I want to use the gaussian function in python to generate some numbers between a specific range giving the mean and variance
so lets say I have a range between 0 and 10
and I want my mean to be 3 and variance to be 4
mean = 3, variance = 4
how can I do that ?
Use random.gauss. From the docs:
random.gauss(mu, sigma)
Gaussian distribution. mu is the mean, and sigma is the standard deviation. This is slightly
faster than the normalvariate() function defined below.
It seems to me that you can clamp the results of this, but that wouldn't make it a Gaussian distribution. I don't think you can satisfy all the constraints simultaneously. If you want to clamp it to the range [0, 10], you could get your numbers:
num = min(10, max(0, random.gauss(3, 4)))
But then the resulting distribution of numbers won't be truly Gaussian. In this case, it seems you can't have your cake and eat it, too.
There's probably a better way to do this, but this is the function I ended up creating to solve this problem:
import random
def trunc_gauss(mu, sigma, bottom, top):
a = random.gauss(mu,sigma))
while (bottom <= a <= top) == False:
a = random.gauss(mu,sigma))
return a
If we break it down line by line:
import random
This allows us to use functions from the random library, which includes a gaussian random number generator (random.gauss).
def trunc_gauss(mu, sigma, bottom, top):
The function arguments allow us to specify the mean (mu) and variance (sigma), as well as the top and bottom of our desired range.
a = random.gauss(mu,sigma))
Inside the function, we generate an initial random number according to a gaussian distribution.
while (bottom <= a <= top) == False:
a = random.gauss(mu,sigma))
Next, the while loop checks if the number is within our specified range, and generates a new random number as long as the current number is outside our range.
return a
As soon as the number is inside our range, the while loop stops running and the function returns the number.

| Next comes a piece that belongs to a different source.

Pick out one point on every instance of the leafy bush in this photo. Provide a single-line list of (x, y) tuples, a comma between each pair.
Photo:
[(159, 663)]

This should give a better approximation of a gaussian distribution, since we don't artificially inflate the top and bottom boundaries of our range by rounding up or down the outliers.
I'm quite new to Python, so there are most probably simpler ways, but this worked for me.
I was working on some numerical analytical computation and I ran into this python tutorial site - http://www.python-course.eu/weighted_choice_and_sample.php
Now, this is what I proffer as a solution should anyone be too busy as to not hit the site. I don't know how many gaussian values you need so I'll go with 100 as n, mu you gave as 3 and variance as 4 which makes sigma = 2. Here's the code:
from random import gauss
n = 100
values = []
frequencies = {}
while len(values) < n:
value = gauss(3, 2)
if 0 < value < 10:
frequencies[int(value)] = frequencies.get(int(value), 0) + 1
values.append(value)
print(values)
I hope this helps. You can get the plot as well. It's all in the tutorials.
If you have a small range of integers, you can create a list with a gaussian distribution of the numbers within that range and then make a random choice from it.
You can use minimalistic code for 150 variables:
import numpy as np
s = np.random.normal(3,4,150) #<= mean = 3, variance = 4
print(s)
Normal distribution is another like random, stochastic distribution. So, we can check it by:
import seaborn as sns
import matplotlib.pyplot as plt
AA1_plot = sns.distplot(s, kde=True, rug=False)
plt.show()
import numpy as np
from random import uniform
from scipy.special import erf,erfinv
import math
def trunc_gauss(mu, sigma,xmin=np.nan,xmax=np.nan):
"""Truncated Gaussian distribution.
mu is the mean, and sigma is the standard deviation.
"""
if np.isnan(xmin):
zmin=0
else:
zmin = erf((xmin-mu)/sigma)
if np.isnan(xmax):
zmax=1
else:
zmax = erf((xmax-mu)/sigma)
y = uniform(zmin,zmax)
z = erfinv(y)
# This will not come up often but if y >= 0.9999999999999999
# due to the truncation of the ervinv function max z = 5.805018683193454
while math.isinf(z):
z = erfinv(uniform(zmin,zmax))
return mu + z*sigma